Similarly, 60% of respondents were of the opinion that when it came to matters of the heart, honesty was the best policy. However, more than 40% did not take this matter as seriously as before. The Turks (76%) and the Greeks (69%) in particular testified to this development, followed by the Americans (58%). This issue was least important to the Bulgarians and Romanians.
Dishonesty in the workplace towards colleagues is the only area where people’s perceptions have changed relatively little compared with ten years ago. 41% said they did not think there had been any change in the level of honesty, with just 35% indicating that they thought there had been some deterioration.
Business ethics called into question
Seven in ten respondents regarded tax and business fraud as a significant problem. In particular, 92% of Turks and Italians had little faith in the business ethics in their own countries, followed by the Hungarians and Greeks.

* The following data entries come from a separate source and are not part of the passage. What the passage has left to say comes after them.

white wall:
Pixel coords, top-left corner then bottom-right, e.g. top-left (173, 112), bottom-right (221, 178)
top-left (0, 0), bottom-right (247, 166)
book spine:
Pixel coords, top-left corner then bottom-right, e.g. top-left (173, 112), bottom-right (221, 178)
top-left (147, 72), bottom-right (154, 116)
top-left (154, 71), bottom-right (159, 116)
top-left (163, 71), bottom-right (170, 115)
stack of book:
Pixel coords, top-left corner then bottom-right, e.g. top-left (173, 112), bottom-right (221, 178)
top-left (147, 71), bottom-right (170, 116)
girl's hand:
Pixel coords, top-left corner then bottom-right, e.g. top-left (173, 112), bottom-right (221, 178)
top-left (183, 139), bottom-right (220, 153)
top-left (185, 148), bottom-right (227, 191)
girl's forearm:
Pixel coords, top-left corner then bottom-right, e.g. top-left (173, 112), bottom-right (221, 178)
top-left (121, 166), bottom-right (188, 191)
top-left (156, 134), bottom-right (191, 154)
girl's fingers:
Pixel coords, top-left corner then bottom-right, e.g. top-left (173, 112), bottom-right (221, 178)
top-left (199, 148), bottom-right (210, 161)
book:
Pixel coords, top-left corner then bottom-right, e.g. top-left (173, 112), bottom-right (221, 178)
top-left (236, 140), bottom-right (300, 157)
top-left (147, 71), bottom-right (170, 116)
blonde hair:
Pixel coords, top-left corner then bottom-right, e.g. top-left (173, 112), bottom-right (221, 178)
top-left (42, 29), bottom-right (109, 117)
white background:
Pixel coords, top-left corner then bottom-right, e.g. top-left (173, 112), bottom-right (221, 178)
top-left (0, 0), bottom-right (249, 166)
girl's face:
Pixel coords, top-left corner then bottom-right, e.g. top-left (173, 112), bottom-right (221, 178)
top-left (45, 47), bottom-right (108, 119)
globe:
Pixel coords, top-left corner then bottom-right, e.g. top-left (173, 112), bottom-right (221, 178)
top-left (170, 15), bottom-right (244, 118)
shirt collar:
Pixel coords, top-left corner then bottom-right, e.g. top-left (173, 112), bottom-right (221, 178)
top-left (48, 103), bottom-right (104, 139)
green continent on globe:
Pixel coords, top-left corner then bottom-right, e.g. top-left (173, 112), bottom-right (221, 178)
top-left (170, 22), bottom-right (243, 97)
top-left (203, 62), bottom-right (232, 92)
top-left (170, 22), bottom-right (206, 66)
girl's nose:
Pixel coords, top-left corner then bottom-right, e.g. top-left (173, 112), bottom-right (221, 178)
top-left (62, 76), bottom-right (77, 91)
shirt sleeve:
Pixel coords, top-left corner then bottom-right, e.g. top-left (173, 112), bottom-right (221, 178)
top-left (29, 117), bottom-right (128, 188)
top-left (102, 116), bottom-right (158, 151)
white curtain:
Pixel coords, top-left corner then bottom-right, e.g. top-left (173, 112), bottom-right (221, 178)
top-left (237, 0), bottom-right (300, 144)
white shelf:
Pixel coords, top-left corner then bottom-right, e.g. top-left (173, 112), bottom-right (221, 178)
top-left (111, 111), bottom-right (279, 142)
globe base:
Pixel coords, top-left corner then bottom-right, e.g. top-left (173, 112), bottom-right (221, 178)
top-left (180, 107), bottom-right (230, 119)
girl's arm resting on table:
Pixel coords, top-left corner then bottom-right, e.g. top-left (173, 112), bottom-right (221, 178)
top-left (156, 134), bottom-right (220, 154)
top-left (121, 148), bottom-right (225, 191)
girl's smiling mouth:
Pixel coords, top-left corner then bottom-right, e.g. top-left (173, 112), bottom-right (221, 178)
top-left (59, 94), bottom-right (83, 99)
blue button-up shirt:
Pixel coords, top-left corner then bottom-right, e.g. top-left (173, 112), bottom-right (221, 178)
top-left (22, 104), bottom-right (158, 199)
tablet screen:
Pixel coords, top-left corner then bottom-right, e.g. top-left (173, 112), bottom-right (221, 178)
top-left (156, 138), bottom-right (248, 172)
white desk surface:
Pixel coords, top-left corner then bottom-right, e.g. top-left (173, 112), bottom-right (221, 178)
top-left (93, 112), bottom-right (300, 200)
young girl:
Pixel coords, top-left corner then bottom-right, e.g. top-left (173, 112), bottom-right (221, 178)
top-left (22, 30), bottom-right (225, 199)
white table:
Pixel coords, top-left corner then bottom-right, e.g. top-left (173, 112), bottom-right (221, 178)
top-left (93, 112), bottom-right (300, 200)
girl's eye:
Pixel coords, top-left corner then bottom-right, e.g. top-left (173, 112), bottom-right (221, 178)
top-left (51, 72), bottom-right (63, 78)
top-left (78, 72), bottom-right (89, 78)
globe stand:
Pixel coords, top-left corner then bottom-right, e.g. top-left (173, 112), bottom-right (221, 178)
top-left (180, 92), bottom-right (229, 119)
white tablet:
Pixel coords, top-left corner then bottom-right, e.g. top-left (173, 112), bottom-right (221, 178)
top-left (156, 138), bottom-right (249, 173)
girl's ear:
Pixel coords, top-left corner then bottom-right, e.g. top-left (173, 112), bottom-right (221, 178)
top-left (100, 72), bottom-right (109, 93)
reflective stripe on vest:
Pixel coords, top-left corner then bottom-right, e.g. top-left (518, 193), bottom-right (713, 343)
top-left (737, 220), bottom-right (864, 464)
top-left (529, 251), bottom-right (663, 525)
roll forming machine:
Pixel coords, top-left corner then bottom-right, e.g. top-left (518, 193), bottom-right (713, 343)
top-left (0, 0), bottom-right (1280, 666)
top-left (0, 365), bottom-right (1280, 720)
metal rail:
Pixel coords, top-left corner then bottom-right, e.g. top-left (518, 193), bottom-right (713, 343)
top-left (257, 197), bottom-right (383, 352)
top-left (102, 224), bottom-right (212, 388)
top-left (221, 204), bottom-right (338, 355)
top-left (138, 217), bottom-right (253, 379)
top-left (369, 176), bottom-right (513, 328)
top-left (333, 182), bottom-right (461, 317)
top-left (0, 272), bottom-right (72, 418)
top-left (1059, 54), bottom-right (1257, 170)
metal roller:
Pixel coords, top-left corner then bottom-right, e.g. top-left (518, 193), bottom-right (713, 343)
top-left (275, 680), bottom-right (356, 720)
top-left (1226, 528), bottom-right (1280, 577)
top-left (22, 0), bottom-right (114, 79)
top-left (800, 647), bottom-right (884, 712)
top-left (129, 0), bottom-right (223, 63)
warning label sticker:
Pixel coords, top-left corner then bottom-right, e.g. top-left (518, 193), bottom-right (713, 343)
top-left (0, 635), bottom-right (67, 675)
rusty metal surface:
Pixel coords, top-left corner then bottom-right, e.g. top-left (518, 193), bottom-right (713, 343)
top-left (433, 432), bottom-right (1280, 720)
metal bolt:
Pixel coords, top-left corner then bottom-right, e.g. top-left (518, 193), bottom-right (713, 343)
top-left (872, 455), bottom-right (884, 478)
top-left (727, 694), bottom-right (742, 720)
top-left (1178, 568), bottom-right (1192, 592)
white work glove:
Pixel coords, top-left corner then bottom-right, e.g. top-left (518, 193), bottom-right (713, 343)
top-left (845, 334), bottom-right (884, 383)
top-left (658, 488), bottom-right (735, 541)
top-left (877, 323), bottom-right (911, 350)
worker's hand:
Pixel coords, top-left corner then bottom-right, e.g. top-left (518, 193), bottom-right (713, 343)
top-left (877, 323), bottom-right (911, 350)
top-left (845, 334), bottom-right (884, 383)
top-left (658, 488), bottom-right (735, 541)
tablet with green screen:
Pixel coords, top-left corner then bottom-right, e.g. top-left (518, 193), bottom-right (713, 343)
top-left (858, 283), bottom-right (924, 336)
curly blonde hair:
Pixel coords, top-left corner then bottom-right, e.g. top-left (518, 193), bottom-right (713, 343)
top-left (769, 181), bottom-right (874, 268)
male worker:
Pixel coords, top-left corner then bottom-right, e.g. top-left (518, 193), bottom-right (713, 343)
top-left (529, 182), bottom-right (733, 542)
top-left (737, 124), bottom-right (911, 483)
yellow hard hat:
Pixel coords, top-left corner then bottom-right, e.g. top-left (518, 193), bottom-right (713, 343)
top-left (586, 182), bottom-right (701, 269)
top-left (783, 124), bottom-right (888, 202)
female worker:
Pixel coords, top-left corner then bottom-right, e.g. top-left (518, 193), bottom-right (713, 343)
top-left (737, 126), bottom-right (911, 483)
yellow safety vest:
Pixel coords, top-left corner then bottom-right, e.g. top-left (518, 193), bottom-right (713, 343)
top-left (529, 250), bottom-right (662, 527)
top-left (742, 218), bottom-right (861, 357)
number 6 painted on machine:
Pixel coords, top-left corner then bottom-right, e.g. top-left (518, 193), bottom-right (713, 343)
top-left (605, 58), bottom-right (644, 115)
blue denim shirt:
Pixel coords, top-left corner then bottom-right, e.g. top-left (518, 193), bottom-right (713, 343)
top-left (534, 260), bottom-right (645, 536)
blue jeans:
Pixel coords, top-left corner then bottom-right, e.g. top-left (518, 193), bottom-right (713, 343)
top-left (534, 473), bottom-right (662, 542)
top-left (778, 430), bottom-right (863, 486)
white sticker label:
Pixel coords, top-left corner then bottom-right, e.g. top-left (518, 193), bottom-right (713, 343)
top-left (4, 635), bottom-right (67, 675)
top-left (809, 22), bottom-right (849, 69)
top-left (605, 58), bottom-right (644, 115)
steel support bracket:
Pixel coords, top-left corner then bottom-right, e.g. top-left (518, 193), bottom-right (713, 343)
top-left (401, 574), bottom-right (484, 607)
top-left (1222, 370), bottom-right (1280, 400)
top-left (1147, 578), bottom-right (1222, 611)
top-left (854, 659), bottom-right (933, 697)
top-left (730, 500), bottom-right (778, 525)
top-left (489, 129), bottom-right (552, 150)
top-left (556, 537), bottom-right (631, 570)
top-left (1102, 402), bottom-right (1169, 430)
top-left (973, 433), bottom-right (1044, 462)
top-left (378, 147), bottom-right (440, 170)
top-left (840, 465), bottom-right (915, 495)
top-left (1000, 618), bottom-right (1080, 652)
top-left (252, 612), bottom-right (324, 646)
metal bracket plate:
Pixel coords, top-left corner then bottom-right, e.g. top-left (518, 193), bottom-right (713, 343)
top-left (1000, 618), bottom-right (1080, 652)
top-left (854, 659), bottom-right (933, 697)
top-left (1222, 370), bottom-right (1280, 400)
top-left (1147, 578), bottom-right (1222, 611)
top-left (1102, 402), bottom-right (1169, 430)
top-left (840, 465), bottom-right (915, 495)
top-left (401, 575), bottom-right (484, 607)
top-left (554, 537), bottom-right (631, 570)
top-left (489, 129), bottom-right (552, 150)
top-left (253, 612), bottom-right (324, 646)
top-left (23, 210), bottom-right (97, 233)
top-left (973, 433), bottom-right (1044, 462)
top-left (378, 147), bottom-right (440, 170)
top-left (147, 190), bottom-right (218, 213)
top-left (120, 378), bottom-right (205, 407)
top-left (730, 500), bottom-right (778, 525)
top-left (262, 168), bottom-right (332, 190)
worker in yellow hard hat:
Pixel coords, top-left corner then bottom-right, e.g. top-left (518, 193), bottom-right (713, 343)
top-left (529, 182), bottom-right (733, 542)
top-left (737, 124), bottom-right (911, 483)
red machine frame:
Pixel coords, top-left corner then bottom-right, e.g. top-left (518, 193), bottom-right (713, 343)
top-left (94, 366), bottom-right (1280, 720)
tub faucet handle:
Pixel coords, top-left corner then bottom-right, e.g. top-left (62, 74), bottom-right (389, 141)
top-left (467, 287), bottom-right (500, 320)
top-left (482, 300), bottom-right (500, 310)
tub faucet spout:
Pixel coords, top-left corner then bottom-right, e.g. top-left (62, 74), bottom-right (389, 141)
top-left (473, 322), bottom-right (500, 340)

When it came to the subject of tax evasion, around nine in ten Turks, Italians, Hungarians and Greeks believed there to be a sorry state of affairs in their own countries, and the Portuguese followed closely behind. The Germans take on the situation was similar to the Western European average, with three quarters of Germans regarding tax fraud and unlawful business practices as a major problem.
Two thirds disapprove of cheating
As for the question of whether cheating could ever be considered acceptable, 66% of those asked believed that untruths could never be acceptable. This view was shared especially by Americans, Portuguese, Turks and Hungarians. Around eight out of ten of the respondents from these countries disapproved of any kind of cheating and three quarters of Germans, Greeks, Dutch and Czechs shared this opinion. Across all the countries, just 15% of the respondents accepted cheating, but only if this involved a minor issue. A total of 12% said they turned a blind eye to cheating if this would wipe out past misdemeanors. The Russians take this moral issue least seriously of all: just four Russians in ten said they believed that deceitful behavior was unacceptable.
One in three of us cheat
Three in ten respondents admitted to having cheated at school or university and one in five to having cheated on their partner. In sport and games, 13% owned up to having cheated and almost as many to deceiving their work colleagues. Just 7% confessed to having committed tax and business fraud.